Tissue damage, particularly if associated with disproportionate inflammation and CRS, may dysregulate the peripheral tolerance machinery and allow initiation or hastening of autoimmune pathways. It is also possible that despite the lymphocytopenia often seen in severe COVID-19 patients, hyperactivation of virus-specific CD8+ and CD4+ T cells during SARS-CoV-2 infection and massive destruction of infected cells may result in the development of autoimmune pathology after patient recovery. Although effective immune response against viral infections depends on the activation of cytotoxic T cells that can clear the infection by killing virus-infected cells, very little is known about viral protein-specific T cells in CoVID-19 patients. Furthermore, it is not yet clear whether these cells play a role in the elimination of SARS-CoV-2-infected cells and/or massive destruction of infected cells in different tissues. Again, a comprehensive analysis of T cell subsets in COVID-19 patients, especially after recovery, is justified to predict and minimize outcomes of immune dysregulation during infection.

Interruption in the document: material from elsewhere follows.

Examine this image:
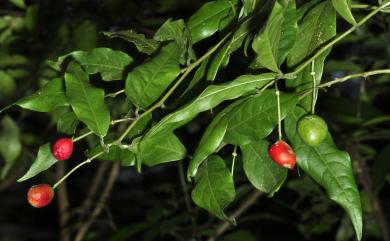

In spite of a growing body of immunological data associated with SARS-CoV-2 infection, it is still not completely understood how the infection is cleared.16 If SARS-CoV-2, similar to other coronaviruses, induces an acute infection which is then completely cleared by the immune system, then the majority of recovered individuals should acquire at least a temporary immunity and be protected from a repeated infection for some time. Another scenario is viral latency, when the virus may lie dormant within a cell as the viral genome has not been fully eradicated. The virus is still able to reactivate via external activators, as seen in herpes simplex virus, which commonly infects an individual for life. Another scenario is a chronic infection, such as in the case of viral hepatitis and HIV, when a virus persists for a continued period and causes long-term inflammation and damage. This limited understanding of SARS-CoV-2 behavior suggests the necessity to develop verified immunoassays to assess the circulation of both anti-viral antibodies and viral proteins (antigens) as in the case of HBV and HIV infections. As many unknowns remain about antibody tests, determination of several subclasses of immunoglobulins – IgG, IgM and IgA, recognizing at least SARS-CoV-2 specific spike and nucleocapsid proteins – is urgently needed to unravel the development and stability of immune response to SARS-CoV-2 infection. These clinical data should support the development of alternative fast, reliable and non-expensive testing of the neutralizing potential of tested anti-viral antibodies. This information also is needed for a better understanding of the applicability of a phenomenon known as antibody-dependent enhancement, when pathogen-specific antibodies can promote pathology,17 to SARS-CoV-2 infection and COVID-19 severity. The results of wide antibody testing should provide information on disease prevalence and the frequency of asymptomatic infections. Finally, the determination of spike, nucleocapsid and envelop proteins of SARS-CoV-2 in serum/plasma samples is also urgently needed to support expanded screening of different populations of people for epidemiologic, predictive, and risk evaluating studies. Further elucidation of these complex clinical data will identify novel diagnostic and therapeutic strategies to more effectively control this pandemic and prevent its potential recurrence.